Like mentioned earlier, stock driver is well regulated to a level far below what is healthy for two cells. So I decided to try and use that just keep it cheap and simple., and also to see what it was good for. Stock output were no good. Especially not considering the size/capabilities of the light.
I modified the driver to output well above 5A to the emitter outside the light, but it generates a ton of heat, and once it heats up (which happens quickly) output also declines. I decided on 4,8A to be on the "safe side" (added the equivalent to an R080 on top of the stock resistor). I did not consider this safe, but the driver have managed two 20 minutes continuous indoor runs at max output, and about 20 minutes of outdoor use. So it seems good based on limited testing.
The further the driver is pushed the earlier it falls out of regulation. Considering that its regulated down in the 4-5V range, that is no issue. My light is still pushing out the same 4,8A to the emitter (tested with XM-L on cooper) when I had two cells at 4,77v. The warmer the driver gets, the more output it drops. Thanks to all my potting, and lots of solder from driver to pill, Im down to 4,7A @ 30 seconds.
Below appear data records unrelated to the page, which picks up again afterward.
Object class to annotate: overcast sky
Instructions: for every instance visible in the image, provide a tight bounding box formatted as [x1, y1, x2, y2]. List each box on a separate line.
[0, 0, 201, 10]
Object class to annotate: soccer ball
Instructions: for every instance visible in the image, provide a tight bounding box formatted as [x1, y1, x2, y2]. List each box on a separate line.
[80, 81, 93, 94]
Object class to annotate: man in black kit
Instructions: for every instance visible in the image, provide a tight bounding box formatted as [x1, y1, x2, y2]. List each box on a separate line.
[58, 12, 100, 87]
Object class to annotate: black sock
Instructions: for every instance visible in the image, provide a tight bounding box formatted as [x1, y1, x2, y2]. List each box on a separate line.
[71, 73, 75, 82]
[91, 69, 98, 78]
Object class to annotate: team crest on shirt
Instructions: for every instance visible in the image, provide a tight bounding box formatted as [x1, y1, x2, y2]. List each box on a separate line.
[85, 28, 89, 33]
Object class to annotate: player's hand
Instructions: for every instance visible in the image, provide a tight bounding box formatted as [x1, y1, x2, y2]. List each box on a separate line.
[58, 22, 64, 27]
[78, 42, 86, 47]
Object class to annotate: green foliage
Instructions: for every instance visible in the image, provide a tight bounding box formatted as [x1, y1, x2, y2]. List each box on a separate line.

If it had no heatsinking it would fall down to 4,5A in less than 10 seconds.
After mod tailcap readings start from just under 3A and goes upwords to 3,4A+ depeding on cells used and how low voltage goes.
I used an XP-G2 S2 2D. The natural high performance choice for de-doming IMO. I also changed to stock centering ring for one that fitted XP-G. That means my centering is perfect. My light can over focus, so I can also get my focus perfect for the highest lux readings.
My light meter is calibrated, by me. To a level well below the highest readings meters on BLF. People can check some of my lux numbers here if you want anything for comparison. But my current calibration is slightly lower now. The other day I compared a light with someone with a high reading lux meter. I had to add 15% to my reading in order to get to that level. That was more than I had estimated and thought. But I don't like being too much above many of the manufacturers that are on the conservative side in comparison to the often seen high BLF numbers. And im not going increase my calibration to a level where Im responsible for pushing (over inflated) numbers higher than anyone else.
As for max potential. I could have pushed the stock driver further, maybe it could actually survive or handle 5,6A? But if its got some ripple, the emitter could be in danger. I also could have rebuilt the pill, which would not have been too much work. Put in a 5Amp FL-2 style driver. I could have squeezed an extra 0,1-0,2A out of that. 5A driver was my original plan when I ordered the light. But settled for slightly less. Since that gave me a simple and cheap mod.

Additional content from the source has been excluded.